What about the media?
It can argued that no part of society is untouched by the media. If this is true, then the media plays a role in the socialisation of individuals IN sport, and also VIA sport.
Sport and the media are so closely linked that for some national codes, their ongoing funding is dependent on renewing big buck media deals every few years. Consider the NRL and AFL TV deals, and the scramble by Netball Australia to even gain a media partner for 2013...
Some sociologists argue that sport has been manipulated by the media. What are some messages the media provides to us through sport, or about sport in general?
Ensure that you learn the difference between biological sex and gender.

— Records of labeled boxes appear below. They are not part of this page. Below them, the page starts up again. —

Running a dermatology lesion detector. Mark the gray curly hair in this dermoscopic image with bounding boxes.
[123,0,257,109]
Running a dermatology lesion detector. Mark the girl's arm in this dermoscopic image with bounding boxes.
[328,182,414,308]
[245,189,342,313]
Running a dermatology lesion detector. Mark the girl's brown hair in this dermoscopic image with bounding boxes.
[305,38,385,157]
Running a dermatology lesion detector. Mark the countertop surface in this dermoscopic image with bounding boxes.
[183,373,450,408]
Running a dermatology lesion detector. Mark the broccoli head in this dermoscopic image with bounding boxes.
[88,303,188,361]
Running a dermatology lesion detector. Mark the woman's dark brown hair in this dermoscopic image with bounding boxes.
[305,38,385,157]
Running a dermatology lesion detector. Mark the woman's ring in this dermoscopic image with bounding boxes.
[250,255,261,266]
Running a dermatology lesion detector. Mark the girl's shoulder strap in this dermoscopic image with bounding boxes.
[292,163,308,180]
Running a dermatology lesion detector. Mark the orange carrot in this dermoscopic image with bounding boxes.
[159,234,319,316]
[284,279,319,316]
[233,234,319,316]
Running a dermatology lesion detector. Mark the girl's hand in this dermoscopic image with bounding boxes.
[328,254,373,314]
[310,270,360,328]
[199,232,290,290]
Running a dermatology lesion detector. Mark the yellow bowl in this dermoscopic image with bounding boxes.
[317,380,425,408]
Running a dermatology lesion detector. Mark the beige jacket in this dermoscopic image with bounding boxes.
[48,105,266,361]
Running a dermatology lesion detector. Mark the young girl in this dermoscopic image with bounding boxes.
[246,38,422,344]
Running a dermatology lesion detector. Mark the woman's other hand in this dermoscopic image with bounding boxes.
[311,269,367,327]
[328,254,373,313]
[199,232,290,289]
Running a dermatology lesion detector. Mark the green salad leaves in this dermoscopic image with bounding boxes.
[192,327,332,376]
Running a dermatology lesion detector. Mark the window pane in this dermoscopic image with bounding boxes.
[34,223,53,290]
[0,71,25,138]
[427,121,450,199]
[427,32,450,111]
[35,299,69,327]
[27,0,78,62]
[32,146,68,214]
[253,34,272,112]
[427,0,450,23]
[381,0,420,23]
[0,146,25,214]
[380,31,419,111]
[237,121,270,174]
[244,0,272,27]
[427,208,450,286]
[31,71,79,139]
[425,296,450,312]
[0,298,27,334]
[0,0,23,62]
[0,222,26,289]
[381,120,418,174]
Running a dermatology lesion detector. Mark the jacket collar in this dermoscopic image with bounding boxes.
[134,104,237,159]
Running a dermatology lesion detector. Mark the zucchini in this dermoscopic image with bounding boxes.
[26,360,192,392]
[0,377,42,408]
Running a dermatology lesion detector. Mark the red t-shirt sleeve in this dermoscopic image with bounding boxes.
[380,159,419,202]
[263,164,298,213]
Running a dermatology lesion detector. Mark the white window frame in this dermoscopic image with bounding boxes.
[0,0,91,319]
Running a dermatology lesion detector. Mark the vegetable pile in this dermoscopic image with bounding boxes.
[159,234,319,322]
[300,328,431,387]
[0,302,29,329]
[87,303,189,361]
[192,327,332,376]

The ways in which males and females are expected to behave is determined by cultural values, attitudes and beliefs. This can include aspects of gender such as clothing, interests, attitudes, behaviours and aptitudes. Society definitely expects certain behaviours from males, and certain behaviours from females. Often the only basis for these expectations is a stereotype.
Each of the powerful agents of socialisation we have looked at earlier within this prezi treat boys and girls differently. Males are often encouraged to be active and strong, whereas females are often encouraged to be passive and patient. Consider the types of toys young children often receive for birthdays... The most powerful socialising agent in terms of gender is the mass media, as they simply reinforce societal attitudes, beliefs and values, including those related to sport.
This means the leadership or dominance of males over females in society... and there is a LOT of evidence of this in sport and physical activity in Australia. Despite lots of programs to encourage equal opportunities for women, sport and physical activity continue to be shaped by the early views of exercise being a male domain.
Often male gender construction is based around participation in 'masculine' sports, usually team sports. Femininity within sport tends to be defined in a negative way... consider the insults/encouragement coaches might give young male athletes...
Maybe it can be simplified as far as 'sissies vs tomboys'... what could this mean?
From an early age females tend to underestimate and undervalue their capacity and potential for successful participation in sport becaue of its masculinised structure. As a result, a girl's physical skills and abilities constantly fall behind those of her male classmates. What might some loger term consequences of this be?
Chapter 19 Review Questions 1-5.
Continue to review your notes thus far. You should be familiar with each level of FF.